Cadiamo così nell'economia del successo, rifiutando l'economia umile del Regno. Naturalmente non lo ammettiamo e affermiamo che cerchiamo il successo per Dio, per dare gloria al suo Nome, per il suo onore. In realtà, ci fermiamo, ci chiudiamo in un segno che ci gratifica, e ci conforta.
Ma Gesù non lo accetta, anzi critica fortemente la domanda. "Generazione adultera!" (cfr Mt 12): invece di cercare Dio, volete un suo sostituto, un altro amore, un amore di questo mondo. Non è cosa cattiva, di per sé, cercare dei segni, dal momento che solo attraverso di essi possiamo raggiungere Dio; è cosa cattiva fermarsi ai segni, dare loro un'importanza che non hanno.
Generazione perversa, nel senso che non è diritta, non agisce rettamente, non ha lo sguardo fisso su Dio, non osa più rischiare perché preferisce essere guidata da segni che le assicurino certezze, che le tolgano il rischio.
Il desiderio di tutto questo è più diffuso di quanto non si pensi. Spesso, nel mio ministero, mi sento chiedere dei segni: "Ci suggerisca il mezzo efficace perché i giovani non abbandonino la parrocchia!".
In realtà, non ci sono mezzi che assicurino i risultati pastorali. Ed è perfettamente inutile sfogliare libri, rincorrere le ultime creazioni della immaginazione pastorale per ottenere finalmente che i lontani tornino alla Chiesa, che tutto si verifichi efficacemente! Occorre, al contrario, rischiare nell'oscurità.
Temo anche la diffusione, almeno in Europa, di apparizioni della Vergine. Forse è un segno dell'amore della Madonna che vuole confortarci, ma quando la gente corre per avere parole oracolari, per ottenere l'assicurazione di essere sulla strada giusta, per non accettare il rischio della fede e della scelta difficile della vita, dobbiamo seriamente preoccuparci. Queste apparizioni non possono occupare il centro della vita cristiana e se lo occupano significa che da parte dei fedeli c'è una ricerca sbagliata.
Gesù insegna quella economia della fede che sa accettare l'insuccesso e il fallimento di un progetto.

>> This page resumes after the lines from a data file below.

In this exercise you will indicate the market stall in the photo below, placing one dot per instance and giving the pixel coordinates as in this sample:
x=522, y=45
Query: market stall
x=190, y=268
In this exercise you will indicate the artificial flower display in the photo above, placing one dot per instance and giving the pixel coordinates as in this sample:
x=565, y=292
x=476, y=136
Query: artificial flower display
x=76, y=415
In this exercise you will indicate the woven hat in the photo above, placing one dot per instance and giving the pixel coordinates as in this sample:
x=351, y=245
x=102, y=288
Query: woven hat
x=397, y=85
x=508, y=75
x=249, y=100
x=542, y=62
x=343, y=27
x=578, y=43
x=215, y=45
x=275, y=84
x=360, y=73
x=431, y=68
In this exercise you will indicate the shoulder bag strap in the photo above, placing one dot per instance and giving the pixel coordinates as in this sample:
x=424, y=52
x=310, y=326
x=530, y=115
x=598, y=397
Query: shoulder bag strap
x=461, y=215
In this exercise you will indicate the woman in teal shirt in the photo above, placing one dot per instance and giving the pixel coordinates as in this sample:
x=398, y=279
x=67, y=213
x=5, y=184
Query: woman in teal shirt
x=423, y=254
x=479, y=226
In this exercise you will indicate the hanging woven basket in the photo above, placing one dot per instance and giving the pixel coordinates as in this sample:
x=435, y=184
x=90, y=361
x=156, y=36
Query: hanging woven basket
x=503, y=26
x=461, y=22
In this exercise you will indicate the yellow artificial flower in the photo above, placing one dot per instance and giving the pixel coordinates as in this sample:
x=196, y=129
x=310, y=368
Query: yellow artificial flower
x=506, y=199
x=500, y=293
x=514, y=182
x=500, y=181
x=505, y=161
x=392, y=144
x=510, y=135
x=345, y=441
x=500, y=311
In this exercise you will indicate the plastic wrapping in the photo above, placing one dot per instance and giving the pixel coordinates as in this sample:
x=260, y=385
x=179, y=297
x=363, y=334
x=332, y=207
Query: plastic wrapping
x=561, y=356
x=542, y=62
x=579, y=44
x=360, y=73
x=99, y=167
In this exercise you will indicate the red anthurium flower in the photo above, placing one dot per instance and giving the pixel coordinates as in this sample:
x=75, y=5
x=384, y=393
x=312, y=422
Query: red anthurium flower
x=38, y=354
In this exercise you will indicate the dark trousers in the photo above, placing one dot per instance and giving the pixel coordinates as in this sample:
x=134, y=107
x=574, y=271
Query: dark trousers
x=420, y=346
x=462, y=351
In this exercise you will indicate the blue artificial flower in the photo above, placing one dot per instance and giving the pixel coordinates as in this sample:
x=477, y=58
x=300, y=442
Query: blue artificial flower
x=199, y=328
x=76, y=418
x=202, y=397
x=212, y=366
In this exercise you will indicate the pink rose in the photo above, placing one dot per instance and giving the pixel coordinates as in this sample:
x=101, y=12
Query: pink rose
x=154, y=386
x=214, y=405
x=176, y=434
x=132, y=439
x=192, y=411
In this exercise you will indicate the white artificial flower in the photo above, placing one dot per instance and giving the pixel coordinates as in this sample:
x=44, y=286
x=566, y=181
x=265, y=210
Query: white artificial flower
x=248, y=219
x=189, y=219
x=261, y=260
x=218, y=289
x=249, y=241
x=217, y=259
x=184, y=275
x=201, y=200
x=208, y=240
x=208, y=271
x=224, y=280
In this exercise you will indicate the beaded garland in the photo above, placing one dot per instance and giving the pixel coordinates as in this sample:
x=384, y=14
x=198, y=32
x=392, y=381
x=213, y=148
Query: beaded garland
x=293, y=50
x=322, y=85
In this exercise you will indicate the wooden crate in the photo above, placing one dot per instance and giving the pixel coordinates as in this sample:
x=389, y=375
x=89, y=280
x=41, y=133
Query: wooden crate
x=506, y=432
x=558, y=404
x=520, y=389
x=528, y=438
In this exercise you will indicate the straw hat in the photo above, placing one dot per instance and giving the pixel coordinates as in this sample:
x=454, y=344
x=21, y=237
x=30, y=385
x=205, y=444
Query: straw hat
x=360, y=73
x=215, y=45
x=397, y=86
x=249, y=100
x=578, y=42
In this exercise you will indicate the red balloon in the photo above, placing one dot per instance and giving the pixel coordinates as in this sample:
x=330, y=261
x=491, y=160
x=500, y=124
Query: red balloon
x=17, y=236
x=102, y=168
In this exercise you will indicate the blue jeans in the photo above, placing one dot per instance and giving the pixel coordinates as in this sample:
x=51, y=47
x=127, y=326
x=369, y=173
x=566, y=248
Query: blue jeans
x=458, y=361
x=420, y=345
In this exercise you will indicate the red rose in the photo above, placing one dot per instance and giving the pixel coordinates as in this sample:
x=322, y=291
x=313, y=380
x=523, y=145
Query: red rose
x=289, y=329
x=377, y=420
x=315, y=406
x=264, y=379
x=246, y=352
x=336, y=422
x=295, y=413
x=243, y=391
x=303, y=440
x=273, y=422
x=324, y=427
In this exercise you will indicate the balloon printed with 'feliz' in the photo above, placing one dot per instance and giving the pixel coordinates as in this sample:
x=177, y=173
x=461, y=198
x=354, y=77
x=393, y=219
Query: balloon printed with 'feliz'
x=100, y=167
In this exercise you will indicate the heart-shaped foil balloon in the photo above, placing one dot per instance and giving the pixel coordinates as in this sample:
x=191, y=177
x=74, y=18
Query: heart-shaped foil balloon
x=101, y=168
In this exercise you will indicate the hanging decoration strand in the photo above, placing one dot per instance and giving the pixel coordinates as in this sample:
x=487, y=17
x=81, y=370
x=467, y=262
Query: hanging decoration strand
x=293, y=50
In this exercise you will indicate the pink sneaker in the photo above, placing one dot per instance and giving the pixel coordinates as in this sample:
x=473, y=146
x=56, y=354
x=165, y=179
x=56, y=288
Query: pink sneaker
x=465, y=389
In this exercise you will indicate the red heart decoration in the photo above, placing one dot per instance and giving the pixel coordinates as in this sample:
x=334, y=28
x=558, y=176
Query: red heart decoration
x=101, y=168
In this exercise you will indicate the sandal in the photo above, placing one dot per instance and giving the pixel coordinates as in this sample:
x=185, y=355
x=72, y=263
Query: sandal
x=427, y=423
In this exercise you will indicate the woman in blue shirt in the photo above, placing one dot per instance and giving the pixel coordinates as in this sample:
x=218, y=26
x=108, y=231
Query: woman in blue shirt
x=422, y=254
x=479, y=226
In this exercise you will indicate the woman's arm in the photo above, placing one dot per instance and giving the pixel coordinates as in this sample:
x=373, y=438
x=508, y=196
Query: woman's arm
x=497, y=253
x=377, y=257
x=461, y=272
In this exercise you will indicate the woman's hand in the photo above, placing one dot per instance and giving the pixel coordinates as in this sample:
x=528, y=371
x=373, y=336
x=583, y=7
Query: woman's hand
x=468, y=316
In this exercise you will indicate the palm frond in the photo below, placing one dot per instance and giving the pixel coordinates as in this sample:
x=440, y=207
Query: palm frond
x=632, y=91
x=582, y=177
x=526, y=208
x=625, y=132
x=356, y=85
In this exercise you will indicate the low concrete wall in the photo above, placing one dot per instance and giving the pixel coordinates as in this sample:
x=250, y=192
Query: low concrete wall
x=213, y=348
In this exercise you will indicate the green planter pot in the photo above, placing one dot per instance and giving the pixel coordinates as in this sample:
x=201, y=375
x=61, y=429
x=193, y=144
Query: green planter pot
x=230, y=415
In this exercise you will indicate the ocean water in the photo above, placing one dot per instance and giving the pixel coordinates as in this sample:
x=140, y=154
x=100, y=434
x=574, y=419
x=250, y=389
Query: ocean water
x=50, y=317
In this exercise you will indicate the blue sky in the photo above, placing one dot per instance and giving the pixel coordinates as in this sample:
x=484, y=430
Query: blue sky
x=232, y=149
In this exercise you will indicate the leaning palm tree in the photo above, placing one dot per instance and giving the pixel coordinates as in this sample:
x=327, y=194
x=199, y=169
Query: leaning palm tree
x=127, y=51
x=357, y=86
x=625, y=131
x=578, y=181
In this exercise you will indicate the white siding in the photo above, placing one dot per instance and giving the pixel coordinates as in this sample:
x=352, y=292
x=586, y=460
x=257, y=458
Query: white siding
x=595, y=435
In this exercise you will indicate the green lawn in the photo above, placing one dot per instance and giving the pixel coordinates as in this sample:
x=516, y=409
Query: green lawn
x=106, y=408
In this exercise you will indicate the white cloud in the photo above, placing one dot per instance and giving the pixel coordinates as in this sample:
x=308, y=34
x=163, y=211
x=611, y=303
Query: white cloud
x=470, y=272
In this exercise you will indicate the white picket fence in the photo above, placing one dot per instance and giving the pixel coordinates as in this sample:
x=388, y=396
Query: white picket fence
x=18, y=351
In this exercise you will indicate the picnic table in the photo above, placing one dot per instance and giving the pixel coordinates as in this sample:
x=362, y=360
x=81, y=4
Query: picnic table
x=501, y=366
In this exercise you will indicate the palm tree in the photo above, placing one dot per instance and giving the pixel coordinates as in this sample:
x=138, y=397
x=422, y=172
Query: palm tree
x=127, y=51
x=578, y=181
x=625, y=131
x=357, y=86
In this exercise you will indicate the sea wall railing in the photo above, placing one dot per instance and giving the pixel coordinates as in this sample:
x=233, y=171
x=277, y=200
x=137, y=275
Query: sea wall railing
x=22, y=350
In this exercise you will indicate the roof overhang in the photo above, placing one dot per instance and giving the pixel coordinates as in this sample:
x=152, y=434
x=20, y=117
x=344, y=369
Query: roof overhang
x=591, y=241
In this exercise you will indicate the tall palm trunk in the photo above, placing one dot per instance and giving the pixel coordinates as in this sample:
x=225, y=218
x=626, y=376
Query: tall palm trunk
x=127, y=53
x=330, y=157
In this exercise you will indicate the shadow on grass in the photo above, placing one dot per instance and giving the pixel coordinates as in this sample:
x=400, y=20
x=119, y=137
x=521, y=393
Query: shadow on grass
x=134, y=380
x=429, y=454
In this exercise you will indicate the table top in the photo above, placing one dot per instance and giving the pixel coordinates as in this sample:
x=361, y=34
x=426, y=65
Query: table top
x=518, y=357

Egli denuncia quella richiesta di segni che giunge fino al punto di cancellare la ricerca vera di Dio solo, ed è una idolatria sempre presente nel nostro cuore, idolatria di segni anche ecclesiastici, per ottenere a tutti i costi ciò che vogliamo.
Dio, invece, vuole prima di tutto la confidenza, l'abbandono a lui, la totale fiducia.